# Backpropagation of Errors (BP)-based Training Algorithm

(Redirected from back propagation)

A Backpropagation of Errors (BP)-based Training Algorithm is a feed-forward supervised neural network training algorithm that applies a delta rule to feed the intermediate NNets loss function gradient (which is used to update the neuron weights to minimize the loss function).

## References

### 2017b

\begin{align}J(W,b; x,y) = \frac{1}{2} \left\| h_{W,b}(x) - y \right\|^2.\end{align}

This is a (one-half) squared-error cost function.
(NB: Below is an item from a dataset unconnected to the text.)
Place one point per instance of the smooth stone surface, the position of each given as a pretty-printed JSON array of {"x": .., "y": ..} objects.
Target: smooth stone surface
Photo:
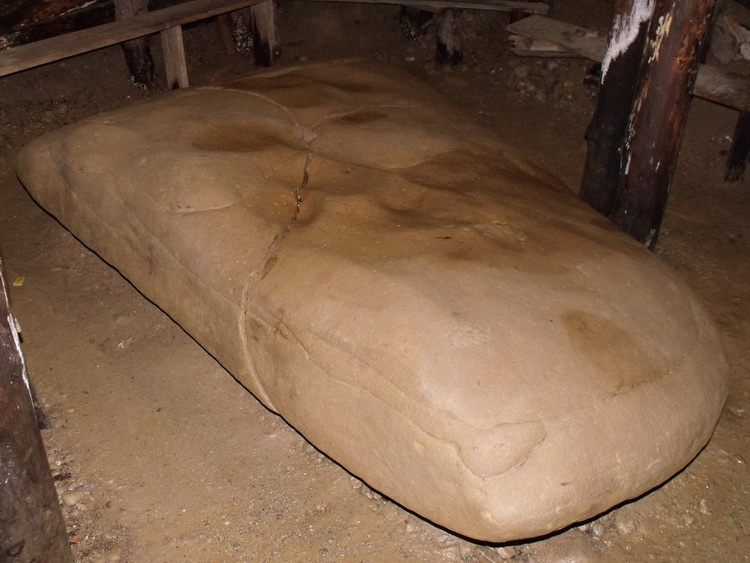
[{"x": 438, "y": 315}]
Given a training set of $m$ examples, we then define the overall cost function to be:

\begin{align}J(W,b)&= \left[ \frac{1}{m} \sum_{i=1}^m J(W,b;x^{(i)},y^{(i)}) \right] + \frac{\lambda}{2} \sum_{l=1}^{n_l-1} \; \sum_{i=1}^{s_l} \; \sum_{j=1}^{s_{l+1}} \left( W^{(l)}_{ji} \right)^2 \\ &= \left[ \frac{1}{m} \sum_{i=1}^m \left( \frac{1}{2} \left\| h_{W,b}(x^{(i)}) - y^{(i)} \right\|^2 \right) \right] + \frac{\lambda}{2} \sum_{l=1}^{n_l-1} \; \sum_{i=1}^{s_l} \; \sum_{j=1}^{s_{l+1}} \left( W^{(l)}_{ji} \right)^2 \end{align}

The first term in the definition of $J(W,b)$ is an average sum-of-squares error term. The second term is a regularization term (also called a weight decay term) that tends to decrease the magnitude of the weights, and helps prevent overfitting.